Never before in the history of mammals have seven billion large, terrestrial, meat-eating members of one species single-handedly laid waste to so much of the Earth’s biodiversity. Human carnivorousness is killing the planet one species at a time, one ecosystem after another. Yet meat has never been so readily available worldwide. That’s because living conditions for farmed animals has taken a backseat on the bus of human hedonism. For all the recent advances made in regards to human rights, the treatment of non-humans has never been more deplorable and demonic.

Like the ordinary German civilian who chose to look the other way during the Holocaust, the everyday meat-eater chooses to remain willfully ignorant of today’s ongoing atrocities. But some who choose a vegetarian or vegan diet purely for their health can be about as narcissistic as a meat-eater.

Even the severely deformed and consequently down-trodden title character in David Lynch’s classic film, The Elephant Man, voiced his perceived human superiority when he told a gawking crowd, “I am not an animal!

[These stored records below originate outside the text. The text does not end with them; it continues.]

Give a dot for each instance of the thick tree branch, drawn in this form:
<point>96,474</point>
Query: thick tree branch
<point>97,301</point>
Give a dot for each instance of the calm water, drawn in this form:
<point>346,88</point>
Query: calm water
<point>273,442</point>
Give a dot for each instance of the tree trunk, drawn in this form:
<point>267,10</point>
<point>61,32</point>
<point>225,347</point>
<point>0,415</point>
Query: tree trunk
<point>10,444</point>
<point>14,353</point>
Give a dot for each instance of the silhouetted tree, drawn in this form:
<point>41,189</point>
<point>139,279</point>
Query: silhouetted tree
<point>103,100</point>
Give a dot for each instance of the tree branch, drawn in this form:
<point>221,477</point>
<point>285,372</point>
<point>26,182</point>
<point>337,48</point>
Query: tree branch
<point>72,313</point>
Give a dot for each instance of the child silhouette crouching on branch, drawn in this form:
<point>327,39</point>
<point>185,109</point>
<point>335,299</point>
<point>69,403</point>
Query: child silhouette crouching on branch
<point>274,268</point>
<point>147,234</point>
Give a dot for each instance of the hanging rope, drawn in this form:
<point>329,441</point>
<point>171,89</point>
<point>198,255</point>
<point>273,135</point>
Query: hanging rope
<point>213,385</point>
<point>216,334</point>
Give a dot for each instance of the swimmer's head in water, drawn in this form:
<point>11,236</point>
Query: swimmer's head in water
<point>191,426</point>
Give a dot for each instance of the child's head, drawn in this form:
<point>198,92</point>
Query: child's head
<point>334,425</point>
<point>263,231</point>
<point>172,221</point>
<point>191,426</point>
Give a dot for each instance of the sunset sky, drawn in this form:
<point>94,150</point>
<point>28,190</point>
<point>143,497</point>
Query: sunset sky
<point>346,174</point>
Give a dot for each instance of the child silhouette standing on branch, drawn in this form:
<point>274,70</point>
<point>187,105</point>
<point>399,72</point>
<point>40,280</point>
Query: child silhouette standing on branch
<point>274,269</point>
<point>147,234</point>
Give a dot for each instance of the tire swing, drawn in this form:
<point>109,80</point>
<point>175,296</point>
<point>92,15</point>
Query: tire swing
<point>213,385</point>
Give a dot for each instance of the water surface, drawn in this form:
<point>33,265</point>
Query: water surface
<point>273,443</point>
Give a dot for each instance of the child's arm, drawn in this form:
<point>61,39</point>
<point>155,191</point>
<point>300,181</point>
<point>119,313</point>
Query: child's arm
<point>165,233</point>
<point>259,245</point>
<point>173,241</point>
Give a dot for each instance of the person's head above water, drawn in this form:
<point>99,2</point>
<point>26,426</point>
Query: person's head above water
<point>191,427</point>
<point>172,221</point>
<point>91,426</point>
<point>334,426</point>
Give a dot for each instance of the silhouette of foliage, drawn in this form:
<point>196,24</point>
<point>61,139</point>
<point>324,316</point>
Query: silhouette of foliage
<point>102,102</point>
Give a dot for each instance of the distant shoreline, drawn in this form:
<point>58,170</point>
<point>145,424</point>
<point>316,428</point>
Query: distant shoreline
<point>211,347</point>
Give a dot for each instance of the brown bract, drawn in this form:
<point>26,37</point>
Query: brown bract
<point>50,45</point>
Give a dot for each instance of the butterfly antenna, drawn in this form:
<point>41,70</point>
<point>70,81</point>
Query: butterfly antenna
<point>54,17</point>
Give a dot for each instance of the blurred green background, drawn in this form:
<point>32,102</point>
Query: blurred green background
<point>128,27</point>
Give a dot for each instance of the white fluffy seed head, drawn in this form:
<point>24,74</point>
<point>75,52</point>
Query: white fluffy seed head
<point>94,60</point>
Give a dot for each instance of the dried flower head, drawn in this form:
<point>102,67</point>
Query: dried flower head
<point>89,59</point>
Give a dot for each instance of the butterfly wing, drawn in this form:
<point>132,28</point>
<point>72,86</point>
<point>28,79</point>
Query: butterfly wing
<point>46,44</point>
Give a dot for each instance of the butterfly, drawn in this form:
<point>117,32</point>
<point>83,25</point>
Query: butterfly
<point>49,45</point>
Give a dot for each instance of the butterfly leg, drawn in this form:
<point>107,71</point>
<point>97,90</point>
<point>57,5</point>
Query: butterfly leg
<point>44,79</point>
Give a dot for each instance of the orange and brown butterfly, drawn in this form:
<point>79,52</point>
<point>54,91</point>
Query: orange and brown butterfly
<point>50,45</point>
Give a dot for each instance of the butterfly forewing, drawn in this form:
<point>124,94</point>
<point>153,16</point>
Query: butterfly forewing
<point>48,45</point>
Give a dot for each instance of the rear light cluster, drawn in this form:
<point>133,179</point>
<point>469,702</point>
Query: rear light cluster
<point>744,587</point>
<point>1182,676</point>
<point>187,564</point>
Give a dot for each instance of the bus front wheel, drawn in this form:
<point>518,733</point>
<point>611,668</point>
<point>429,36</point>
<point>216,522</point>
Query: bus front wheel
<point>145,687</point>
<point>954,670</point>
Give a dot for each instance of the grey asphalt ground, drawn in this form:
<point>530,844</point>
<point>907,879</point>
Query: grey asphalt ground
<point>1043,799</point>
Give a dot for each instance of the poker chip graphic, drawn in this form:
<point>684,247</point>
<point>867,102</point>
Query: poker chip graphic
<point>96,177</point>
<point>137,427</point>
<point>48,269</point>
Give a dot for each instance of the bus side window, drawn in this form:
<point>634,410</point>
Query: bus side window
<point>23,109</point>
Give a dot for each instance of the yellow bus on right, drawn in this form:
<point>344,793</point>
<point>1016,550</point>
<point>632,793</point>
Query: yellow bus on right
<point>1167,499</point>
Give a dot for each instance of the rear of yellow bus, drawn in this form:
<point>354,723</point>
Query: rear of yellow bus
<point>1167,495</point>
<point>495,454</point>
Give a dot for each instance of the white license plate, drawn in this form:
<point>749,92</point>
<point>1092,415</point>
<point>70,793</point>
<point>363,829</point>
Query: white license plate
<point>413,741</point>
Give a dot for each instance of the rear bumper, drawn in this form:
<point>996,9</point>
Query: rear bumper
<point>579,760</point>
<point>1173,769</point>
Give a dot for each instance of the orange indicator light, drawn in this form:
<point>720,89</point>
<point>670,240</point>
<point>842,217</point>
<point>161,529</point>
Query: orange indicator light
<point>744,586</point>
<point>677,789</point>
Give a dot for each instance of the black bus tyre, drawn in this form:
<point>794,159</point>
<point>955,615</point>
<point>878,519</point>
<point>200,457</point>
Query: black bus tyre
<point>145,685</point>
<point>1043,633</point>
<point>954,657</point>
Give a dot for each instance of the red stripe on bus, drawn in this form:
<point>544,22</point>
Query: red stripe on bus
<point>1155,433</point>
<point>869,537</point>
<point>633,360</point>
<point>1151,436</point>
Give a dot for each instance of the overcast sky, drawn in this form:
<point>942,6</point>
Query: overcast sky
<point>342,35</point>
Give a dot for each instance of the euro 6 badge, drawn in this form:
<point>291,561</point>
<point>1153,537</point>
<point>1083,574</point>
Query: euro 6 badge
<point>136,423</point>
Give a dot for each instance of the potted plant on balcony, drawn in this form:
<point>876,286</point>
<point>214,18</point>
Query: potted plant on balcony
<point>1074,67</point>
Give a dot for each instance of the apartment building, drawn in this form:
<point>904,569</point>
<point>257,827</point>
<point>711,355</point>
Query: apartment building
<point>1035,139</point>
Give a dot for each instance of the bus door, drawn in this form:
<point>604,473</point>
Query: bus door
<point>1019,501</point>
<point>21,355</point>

I’m a human being!” Of course he was an animal, and so are you, and so am I. I’m proud to be an animal. I’m sure if John Merrick, “the elephant man,” had had a chance to get to know many non-human animals, he would have realized that most animals are far more accepting and less judgmental than the average human.

Edgar Kupfer-Koberwitz, a conscientious objector and Holocaust victim who was sent to a concentration camp for “being a strong autonomously thinking personality” wrote in his Dachau Diaries, “I have suffered so much myself that I can feel other creatures’ suffering by virtue of my own…I believe as long as man tortures and kills animals, he will torture and kill humans as well—and wars will be waged—for killing must be practiced and learned on a small scale.”

Human beings are unique only in the extent of cruelty and destruction they inflict. While each and every human being does not suffer from narcissistic personality disorder, the species Homo sapiens is a lot more like a narcissist than a Galileo or Copernicus.

Isaac Bashevis Singer was one of those who was able to shed his deep-rooted human narcissism, a fact made clear by his statement in Judaism and Vegetarianism, “I am a vegetarian for health reasons – the health of the chicken.”